Risk - not people - tops the management priority list

Sep 20 2006 by Nic Paton Print This Article

People issues appear to be dropping down the priority list for today's senior executives as new research finds that managing risk has overtaken improving the workforce as management's top priority.

The annual survey by Accenture of 436 bosses in North America, Europe and Asia looked at the areas of greatest concern to senior management in an effort to understand how their priorities have shifted over the past three years.

After managing risk the next most important priority was "achieving growth while increasing profitability", followed by acquiring new customers and using IT to reduce costs and create value.

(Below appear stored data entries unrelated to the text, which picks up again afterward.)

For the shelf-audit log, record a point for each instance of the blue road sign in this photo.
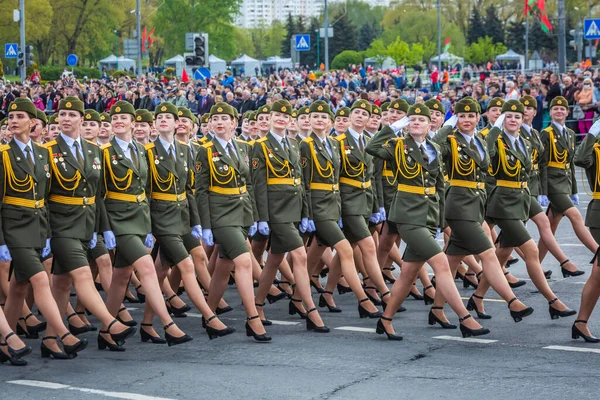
(201, 74)
(591, 29)
(71, 60)
(11, 50)
(302, 42)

Changing organisational culture and employee attitudes came fifth on the list, followed by the need to increase customer loyalty and retention, improve workforce performance, increase shareholder value, apply innovation to stay ahead of the competition and, finally, attract and retain skilled staff

"This latest study illustrates that companies realise they must address the increased risks associated with geo-political instability, globalisation, aggressive growth, increased competition and the information explosion," said Walt Shill, managing director of Accenture's strategy practice.

"These risks have ushered in a new era in corporate strategy in which high performance companies are those that sense potential issues and opportunities, and then respond and execute their strategies more quickly," he added.

In each of the three previous surveys, workforce-improvement issues have ranked at the top of the executives' priority list but had now been overtaken by external competition issues, said Accenture.

This included attracting and retaining skilled staff, and changing organisational culture and employee attitudes.

Yet, while human-resource issues had dropped in the latest study, Shill believed they remained big priorities.

"Human resource issues are embedded in the issues at the top of the list. For example, to effectively manage risk, a company needs to have – and retain – the industry's top talent," he pointed out.